B
BartC
Maxwell Bernstein said:On 2/20/14, 3:51 AM, BartC wrote:OK, I've just looked at your project. I assume you're referring to this:
typedef union carp_argument {
unsigned int i;
carp_register r;
long long ll;
char s[CARP_NAME_LENGTH];
} carp_argument;
typedef struct carp_command {
carp_instruction instr;
carp_argument args[CARP_NUM_ARGS];
} carp_command;
That's fine if it's what you want to do. Provided you realise that the
size of the carp_argument union will be that of the largest item, in
this case the 32-byte name 's'.
And since you have 3 of these in carp_command, that each instruction
will be about 100 bytes long.
I know I said, since originally each command I think was packed into a
16-bit value, that it wasn't necessarily to pack things that tightly,
you could make life a bit easier. But this is going to the other extreme!
I see what you mean; things are rather large.
But also, this is now unlike any real machine. I'm not clear what 's' is
for, but references to strings are usually handled by a pointer to a
region of memory that contains the string. (And if 's' is meant to be
the name of a variable, then in a real machine, names aren't used at
all, they are symbols in the source code (of assembler etc) that are
replaced in the machine code by addresses or offsets of the area in
memory where the variable resides.)
How would you recommend I deal with pointers? How would that be different?
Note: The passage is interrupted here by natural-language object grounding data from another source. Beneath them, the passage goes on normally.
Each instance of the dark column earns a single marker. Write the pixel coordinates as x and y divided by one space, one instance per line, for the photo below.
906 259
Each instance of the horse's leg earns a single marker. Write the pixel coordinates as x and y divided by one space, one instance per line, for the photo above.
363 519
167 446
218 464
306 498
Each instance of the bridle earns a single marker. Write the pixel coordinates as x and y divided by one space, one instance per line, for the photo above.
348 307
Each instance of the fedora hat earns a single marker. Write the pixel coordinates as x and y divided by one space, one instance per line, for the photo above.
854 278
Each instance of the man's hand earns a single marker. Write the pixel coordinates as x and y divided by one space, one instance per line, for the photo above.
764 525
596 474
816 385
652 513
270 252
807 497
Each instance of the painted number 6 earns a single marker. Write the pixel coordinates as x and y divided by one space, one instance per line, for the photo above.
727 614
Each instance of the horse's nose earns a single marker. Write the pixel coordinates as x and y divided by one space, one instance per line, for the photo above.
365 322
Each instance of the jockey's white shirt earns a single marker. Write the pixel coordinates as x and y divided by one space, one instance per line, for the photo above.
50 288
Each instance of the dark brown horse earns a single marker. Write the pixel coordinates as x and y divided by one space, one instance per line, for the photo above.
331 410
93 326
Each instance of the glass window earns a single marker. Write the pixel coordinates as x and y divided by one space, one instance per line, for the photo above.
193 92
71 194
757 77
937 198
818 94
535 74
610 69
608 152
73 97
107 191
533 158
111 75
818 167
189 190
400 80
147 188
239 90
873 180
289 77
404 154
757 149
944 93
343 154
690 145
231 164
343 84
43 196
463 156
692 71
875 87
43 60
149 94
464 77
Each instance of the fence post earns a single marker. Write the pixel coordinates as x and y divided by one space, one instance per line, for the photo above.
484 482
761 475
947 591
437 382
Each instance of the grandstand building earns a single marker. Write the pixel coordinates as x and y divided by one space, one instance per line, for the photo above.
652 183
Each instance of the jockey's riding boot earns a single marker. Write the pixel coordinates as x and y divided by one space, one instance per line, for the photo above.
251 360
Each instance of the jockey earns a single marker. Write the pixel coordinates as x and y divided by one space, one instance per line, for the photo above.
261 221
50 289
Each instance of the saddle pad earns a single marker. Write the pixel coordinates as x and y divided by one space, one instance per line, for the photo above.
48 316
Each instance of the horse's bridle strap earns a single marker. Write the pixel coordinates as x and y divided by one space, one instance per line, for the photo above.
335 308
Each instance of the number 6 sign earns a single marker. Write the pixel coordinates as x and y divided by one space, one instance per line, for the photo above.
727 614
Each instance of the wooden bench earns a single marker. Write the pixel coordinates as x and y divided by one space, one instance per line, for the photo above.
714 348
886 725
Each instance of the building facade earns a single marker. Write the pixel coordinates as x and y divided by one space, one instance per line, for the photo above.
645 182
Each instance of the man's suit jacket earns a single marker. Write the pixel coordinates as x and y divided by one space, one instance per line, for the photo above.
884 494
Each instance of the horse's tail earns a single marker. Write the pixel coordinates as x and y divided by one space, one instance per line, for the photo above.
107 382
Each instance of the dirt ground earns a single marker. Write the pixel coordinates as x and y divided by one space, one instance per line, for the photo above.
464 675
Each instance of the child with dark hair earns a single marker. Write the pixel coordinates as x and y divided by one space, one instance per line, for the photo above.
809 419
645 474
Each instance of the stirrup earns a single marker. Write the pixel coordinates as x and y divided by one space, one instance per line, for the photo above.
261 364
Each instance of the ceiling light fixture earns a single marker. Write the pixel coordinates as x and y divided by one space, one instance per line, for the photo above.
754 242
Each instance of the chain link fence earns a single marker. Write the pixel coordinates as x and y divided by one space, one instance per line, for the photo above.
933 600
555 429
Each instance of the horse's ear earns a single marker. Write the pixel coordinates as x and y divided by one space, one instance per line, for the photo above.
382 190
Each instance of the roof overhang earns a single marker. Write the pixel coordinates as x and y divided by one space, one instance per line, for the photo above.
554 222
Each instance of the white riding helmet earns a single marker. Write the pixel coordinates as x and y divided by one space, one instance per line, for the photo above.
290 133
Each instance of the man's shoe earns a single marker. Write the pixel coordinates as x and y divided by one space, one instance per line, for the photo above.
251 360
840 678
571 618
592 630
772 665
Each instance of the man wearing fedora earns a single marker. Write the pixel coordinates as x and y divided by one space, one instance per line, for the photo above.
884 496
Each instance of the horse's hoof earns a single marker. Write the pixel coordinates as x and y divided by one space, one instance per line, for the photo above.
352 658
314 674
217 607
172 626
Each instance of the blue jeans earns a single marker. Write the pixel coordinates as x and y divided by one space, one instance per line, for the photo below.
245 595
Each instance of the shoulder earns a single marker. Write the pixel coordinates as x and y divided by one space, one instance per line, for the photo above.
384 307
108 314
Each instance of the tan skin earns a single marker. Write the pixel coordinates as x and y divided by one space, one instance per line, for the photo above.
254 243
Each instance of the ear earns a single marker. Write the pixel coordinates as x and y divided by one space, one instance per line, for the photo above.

For strings and names, you can just use char *s instead of char s[...]. Then
the size of that pointer will be (most likely with a 32-bit compiler) 4
bytes. The name will then be stored elsewhere. But the initialisation of the
string can be the same. (With unions, it's a bit uncertain how the thing is
initialised anyway; I think it uses the type of the first member of the
union.)
But being a VM, it can implement strings and names as it likes, including
using, instead, an index into a table of names (a table of char* in
reality). Then you don't really need 's', but can just use 'i'. A char* will
do however.
(Since this doesn't appear to relate to a real machine any more, I'll
briefly describe a VM I use, which implements the byte-code of a language.
The bytecode is represented as a linear array of int values, and might look
something like this:
C C X C C X Y C X Y Z ....
Where C is a command (an opcode), and X, Y and Z are the first, second and
third operands. So 'instructions' are variable length, but each part fits
into a 32-bit int value.
Each operand can be one of several kinds: when it is a 32-bit int, then it
is directly stored in X, Y or Z. Otherwise it will be an index into a table,
or sometimes even a pointer direct to a variable for example.
For dealing with the different interpretation of X, Y or Z, then C casts are
used as necessary (rather than unions; but if using pointers, you need to be
sure they will fit into an int! So indices are the best bet.)
The handler of each C opcode will of course need to know what type each
operand is; also how many operands there are, to allow it to properly step
the PC to the next bytecode. This is common also in real processors where
instructions are of varying length.)